Pamela, con l’appoggio costante di suo marito, ha iniziato a piccoli passi. Con ombrellone e banchetto proponeva le sue uova nei vari mercati e il riscontro positivo le ha dato la carica per continuare a investire e impegnarsi in questo progetto. «Ho capito che il problema del buon cibo se lo pongono tante persone, soprattutto noi mamme». Oggi la sensibilità verso argomenti quali gli allevamenti intensivi e il benessere animale è certamente maggiore di un tempo e la scelta verso il cibo migliore è più accurata. Lo step successivo è stato quello di riuscire a vendere il prodotto nei negozi. «Io e mio marito siamo cocciuti, abbiamo fatto delle ricerche, ci siamo buttati dentro un iter burocratico che pareva interminabile e siamo riusciti a ottenere l’autorizzazione ministeriale grazie alla quale possiamo vendere nei market. In meno di un anno abbiamo raggiunto un obiettivo importante, ne siamo orgogliosi e felici!». Un’azienda agricola fresca fresca, nei territori di Loceri, una vera e propria oasi che ospita due gruppi di galline, uno da 250 e l’altro da 400, nel rispetto totale di questi simpatici animali.
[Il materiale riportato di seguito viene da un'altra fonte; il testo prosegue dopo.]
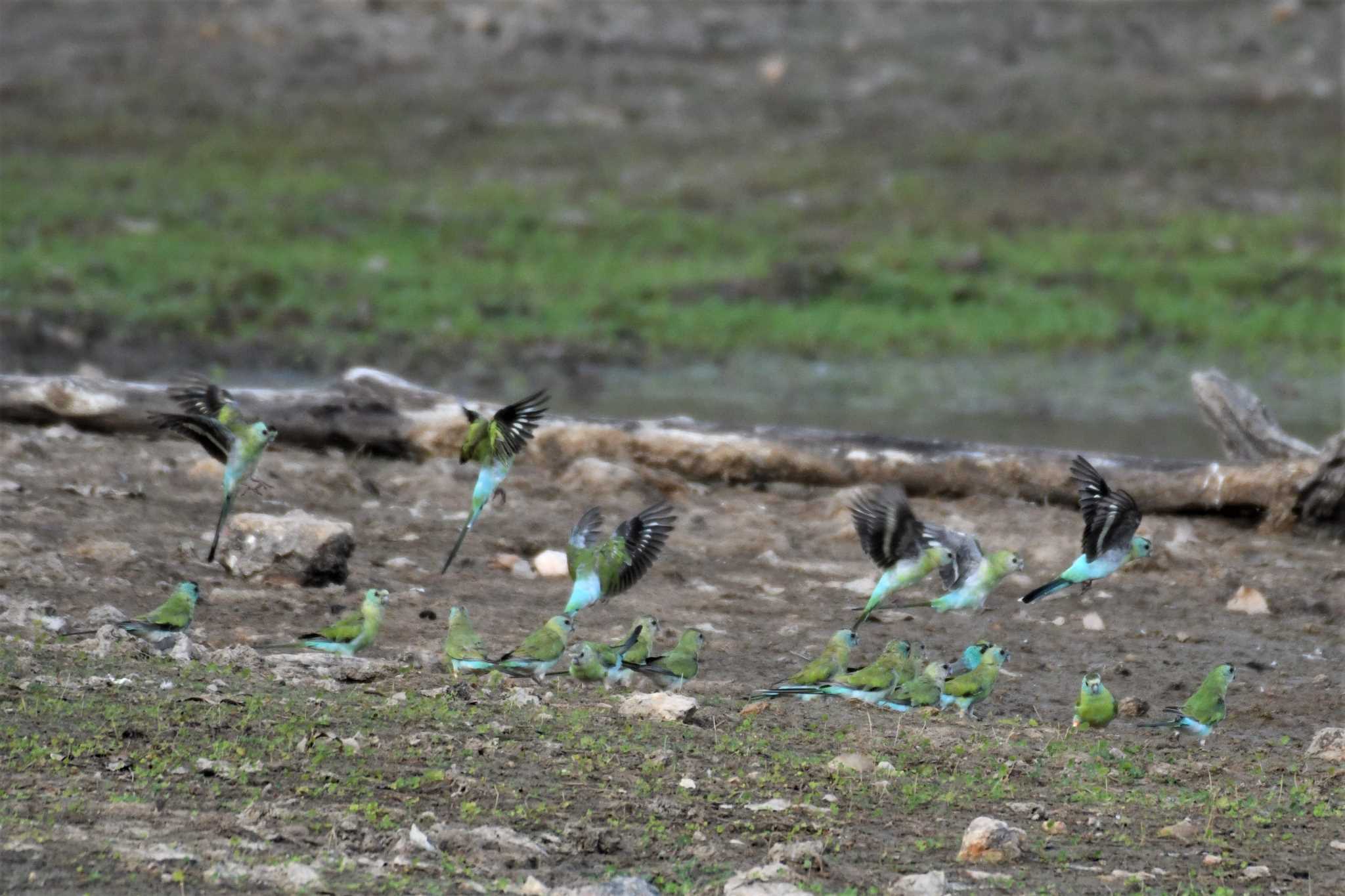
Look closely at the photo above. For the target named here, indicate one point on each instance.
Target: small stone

«Le galline mangiano ciò che trovano in natura, come vermetti e pietroline. Stanno tutto il giorno fuori e all’imbrunire rientrano da sole nel capanno, dove possono trovare l’acqua, il cibo – noi aggiungiamo solo granaglie (indispensabili per la loro salute) – e i loro posatoi». Una grande soddisfazione il loro piccolo centro di imballaggi, che presenta tutte le potenzialità e le autorizzazioni che può vantare un grosso centro con trentamila galline.
Chiedo a Pamela come vede il futuro della sua azienda nata da poco: «Io sono già contenta così, vedremo come andrà, ho ancora tante cose da imparare, è meglio fare un passo per volta. Credo che aumenterò leggermente il numero di galline, ma non di tanto perché non potrei né garantire loro lo spazio e le attenzioni di cui hanno bisogno, né assicurare ciò che sto offrendo in questo momento».
Dopo la chiacchierata con Pamela mi rendo conto di quante volte, nei suoi discorsi, sia saltata fuori la parola felicità. Verso la fine chiedo il nome scelto per questa azienda: Felicemente all’aperto, mi dice. Appunto.